São 13h. O sol reflecte nos seus óculos pequeninos que insiste em manter na ponta do nariz para conseguir dois olhares de um mesmo objecto. António tem uma deformação no olho esquerdo que os entendidos denominam de Hipermetropia, o povo generaliza dizendo «Coitado do Homem, é míope, é vesgo de uma vista», colmatando com a célebre frase «É assim a vida», mas, na prática, esta deformação, ou se quisermos, especialidade do olhar, caracteriza-se por um erro de focalização da imagem no olho porque o olho do hipermétrope é um pouco menor do que o normal. Contudo, tem boa visão ao longe. «É a vida!», sim, a vida traz-nos destas coisas, nascemos com ferramentas para vermos o mundo de formas diferentes, coisa que não conseguíamos por processo de massificação à nascença. Há algures também um pintor que nos reproduz com todo o empenho para que nunca saia um olho igual ao outro.
Ouve-se um acordeonista ao longe. Talvez, também ele veja a torre de outra forma, ou não veja, a sinta pelo recorte que a luz do início da tarde produz contra a sua face rosada pelo calor.

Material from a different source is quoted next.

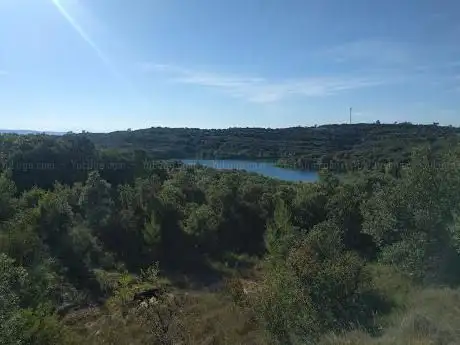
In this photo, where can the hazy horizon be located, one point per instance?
(100, 66)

É com este fundo sonoro que o pintor tira o casaco, sem nunca se separar da boina bege, desbotada pelo sol. Trauteia uma qualquer canção, «A Senhora veio de Roma e em Lisboa foi c'roada. Em Braga foi padroeira e no Sameiro c'locada», enquanto ao compasso da música, ou assim me parece, vai tirando elementos que sugerem que vai almoçar, um pão «molete», uma garrafa de vinho tinto, e um taparuer com aquilo que parece arroz de frango. Para não invadir esse momento, assim como as outras pessoas que o observavam, preparo-me para ir embora mas ele sorri e diz-me «A minha avó era oriunda de Braga e mudou-se para cá ainda eu não era nascido. Costumava cantar esta cantilena que trouxe de lá e tinha uma voz celestial. Uma das coisas que me recordo dela é de ir à missa na Igreja dos Clérigos e de a ouvir cantar com agrado e à-vontade todos os cânticos ao longo do acontecimento. Conjuntamente com o som afunilado e solene produzido pelo órgão, a luz matinal, simétrica e intensa, proveniente da abóbada e das janelas laterais e que se reflecte na talha dourada e nos frescos das Passagens da Vida de Cristo, davam-me a sensação de um universo que contrapunha ao mundo profano, um universo divino e de paz». Aproveito a deixa para saber mais sobre aquele pintor.
Fala-me da igreja e da torre. Conta-me que do topo da torre se pode ver toda a cidade, numa panorâmica contínua propiciada pela sua planta circular, fala-me da sua paixão pela cidade e o prazer de a representar, confessa-me como o Porto é bonito para ele quando a luz reflecte no rio, a mesma luz que entra na igreja. E eu confesso-lhe que nunca subi à torre.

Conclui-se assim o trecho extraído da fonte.